Wrestlers have their own private language, and in the unique world of wrestling “drawing heat” is a very good thing: the successful generation of crowd reaction and fan excitement. The Hard Way? That’s both exactly what it sounds like and something no one in the industry plans for: a legitimate and unintentional wound suffered because something’s gone awry. In Drawing Heat the Hard Way, Matysik explains what it takes to win the hearts and minds of wrestling fans, and how, at times, mistakes, controversy and unexpected turns of events have damaged the reputation or forever changed the business he loves.

If anyone understands wrestling, the problem-child offspring of whatever “real” sport is, it’s Matysik. Drawing Heat the Hard Way takes on the way wrestling is booked or planned; analyzes the roles of wrestlers and announcers, and explores steroids as an industry and fan issue.
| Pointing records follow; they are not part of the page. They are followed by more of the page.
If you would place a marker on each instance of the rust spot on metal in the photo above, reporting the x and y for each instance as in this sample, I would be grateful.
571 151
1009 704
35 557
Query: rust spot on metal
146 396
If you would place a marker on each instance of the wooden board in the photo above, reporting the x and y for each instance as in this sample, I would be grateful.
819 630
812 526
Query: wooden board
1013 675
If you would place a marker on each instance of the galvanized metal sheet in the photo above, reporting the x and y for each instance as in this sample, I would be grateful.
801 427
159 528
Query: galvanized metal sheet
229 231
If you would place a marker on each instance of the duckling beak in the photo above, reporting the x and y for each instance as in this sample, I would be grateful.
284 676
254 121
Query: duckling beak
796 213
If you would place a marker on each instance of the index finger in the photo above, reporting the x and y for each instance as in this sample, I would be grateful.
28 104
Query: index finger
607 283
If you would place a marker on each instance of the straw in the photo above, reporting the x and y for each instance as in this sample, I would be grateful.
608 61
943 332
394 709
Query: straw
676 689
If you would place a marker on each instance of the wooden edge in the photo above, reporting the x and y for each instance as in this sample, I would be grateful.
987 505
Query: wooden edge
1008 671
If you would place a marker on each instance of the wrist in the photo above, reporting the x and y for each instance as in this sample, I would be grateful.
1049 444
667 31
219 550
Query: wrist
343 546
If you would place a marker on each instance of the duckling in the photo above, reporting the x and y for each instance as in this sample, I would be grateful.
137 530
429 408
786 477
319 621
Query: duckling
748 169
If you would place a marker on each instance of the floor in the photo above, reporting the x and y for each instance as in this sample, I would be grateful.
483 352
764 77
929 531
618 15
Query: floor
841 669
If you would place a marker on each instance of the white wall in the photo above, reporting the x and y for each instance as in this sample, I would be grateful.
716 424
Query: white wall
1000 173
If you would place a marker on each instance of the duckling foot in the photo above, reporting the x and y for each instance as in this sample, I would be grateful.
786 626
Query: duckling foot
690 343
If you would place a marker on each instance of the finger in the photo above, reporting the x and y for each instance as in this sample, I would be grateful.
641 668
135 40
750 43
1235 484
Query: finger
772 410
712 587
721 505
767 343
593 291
It also considers wrestling’s power-brokers, from those who influence the business by reporting on it, like Dave Meltzer, to those who make the final decisions on what gets broadcast every week, like the omnipresent Vince McMahon, and even to those who influence the sport with their pocketbooks — the fans themselves.

At times humorous, occasionally heartbreaking, always insightful, Drawing Heat the Hard Way is ultimately an objective take on what it means to be a wrestling fan, from someone who knows the business inside and out.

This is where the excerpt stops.